A la Edmundo Dantés

Si se acabo el amor...

Flickr /Ed Yourdon

En qué consiste:

Venganza pública.  Ésta es cuando te has enterado que tu novi@ te ha hecho una santísima jalada. Tú nómbralo: infiel, te usó para obtener algo, admitió que sólo te quiere por interés, te hizo un fraude o cualquier cosa. Entonces, es hora de rendir cuentas. El chiste es citarl@ en un lugar público, digamos un restaurante… y que todo marche normal: piden vinito, cenan rico, le recuerdas cuánto le amas.  Luego momentos antes de pedir la cuenta ¡zas! Le dices todo lo que sabes y no le das derecho de réplica, escupes sangre y te paras de tu lugar y buscas una excusa  para irte de la mesa (cigarro, baño… etc). Y te largas para siempre de su vida. Además le dejas la cuenta al maldit@. Si elaboras este plan con tus amigos, será más real y humillante Muajaja.
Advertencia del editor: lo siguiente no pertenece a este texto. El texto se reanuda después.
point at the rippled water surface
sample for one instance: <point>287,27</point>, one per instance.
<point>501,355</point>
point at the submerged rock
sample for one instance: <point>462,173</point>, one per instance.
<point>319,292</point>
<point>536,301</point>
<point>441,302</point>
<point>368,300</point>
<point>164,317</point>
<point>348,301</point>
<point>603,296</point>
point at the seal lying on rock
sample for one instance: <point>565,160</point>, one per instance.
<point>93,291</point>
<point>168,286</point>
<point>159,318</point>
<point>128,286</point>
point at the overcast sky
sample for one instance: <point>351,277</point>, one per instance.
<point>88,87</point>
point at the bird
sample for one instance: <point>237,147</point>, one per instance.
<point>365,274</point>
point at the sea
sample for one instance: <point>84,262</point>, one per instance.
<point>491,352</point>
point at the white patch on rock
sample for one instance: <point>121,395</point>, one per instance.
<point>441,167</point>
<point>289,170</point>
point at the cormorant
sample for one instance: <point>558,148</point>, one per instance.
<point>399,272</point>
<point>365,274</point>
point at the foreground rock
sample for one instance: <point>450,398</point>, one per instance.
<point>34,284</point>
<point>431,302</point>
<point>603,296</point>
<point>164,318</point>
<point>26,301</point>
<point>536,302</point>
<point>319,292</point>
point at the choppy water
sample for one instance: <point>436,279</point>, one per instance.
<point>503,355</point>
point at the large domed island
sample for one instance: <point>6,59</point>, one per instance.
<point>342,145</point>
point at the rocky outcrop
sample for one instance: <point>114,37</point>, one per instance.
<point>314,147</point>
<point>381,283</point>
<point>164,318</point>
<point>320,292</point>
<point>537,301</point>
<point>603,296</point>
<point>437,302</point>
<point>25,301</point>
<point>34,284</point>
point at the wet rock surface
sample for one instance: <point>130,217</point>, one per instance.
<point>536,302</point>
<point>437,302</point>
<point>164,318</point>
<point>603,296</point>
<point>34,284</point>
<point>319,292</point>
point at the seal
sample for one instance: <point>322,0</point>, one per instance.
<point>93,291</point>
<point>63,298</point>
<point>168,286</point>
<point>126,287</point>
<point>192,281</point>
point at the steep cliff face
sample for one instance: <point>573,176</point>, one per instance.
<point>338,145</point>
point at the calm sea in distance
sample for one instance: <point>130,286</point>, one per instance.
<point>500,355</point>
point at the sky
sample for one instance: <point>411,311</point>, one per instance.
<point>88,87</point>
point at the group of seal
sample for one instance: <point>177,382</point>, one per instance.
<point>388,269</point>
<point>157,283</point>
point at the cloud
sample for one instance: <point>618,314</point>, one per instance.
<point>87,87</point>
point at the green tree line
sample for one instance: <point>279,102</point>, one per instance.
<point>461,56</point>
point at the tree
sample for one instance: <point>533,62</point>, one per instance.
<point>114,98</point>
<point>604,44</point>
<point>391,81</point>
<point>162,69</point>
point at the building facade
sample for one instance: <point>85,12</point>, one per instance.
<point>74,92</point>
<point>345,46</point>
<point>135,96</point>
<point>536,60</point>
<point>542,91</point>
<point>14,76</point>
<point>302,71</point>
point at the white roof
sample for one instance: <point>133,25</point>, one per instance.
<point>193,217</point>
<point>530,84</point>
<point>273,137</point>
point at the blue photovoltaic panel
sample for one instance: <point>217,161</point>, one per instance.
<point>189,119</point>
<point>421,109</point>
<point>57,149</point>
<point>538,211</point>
Probabilidad de morir después del truene:
Pues depende del nivel de humillación o de palabras e improperios que sulfure tu boca. Aconsejamos que no hagas mucho drama. No te pongas a su nivel, porque hay chance de que te persiga después de que decidas pararte de tu lugar. Eso sí, ten en cuenta que habrá muchas llamadas para negar todo lo que sabes. Tú mantente firme y no contestes.
 
Rutas posibles de escape:
Te aconsejamos que hagas un scouting del lugar. Ver por dónde puedes huir, dónde dejar tu coche y sobretodo, después ve a un lugar donde nunca podrá encontrarte (al menos esa noche).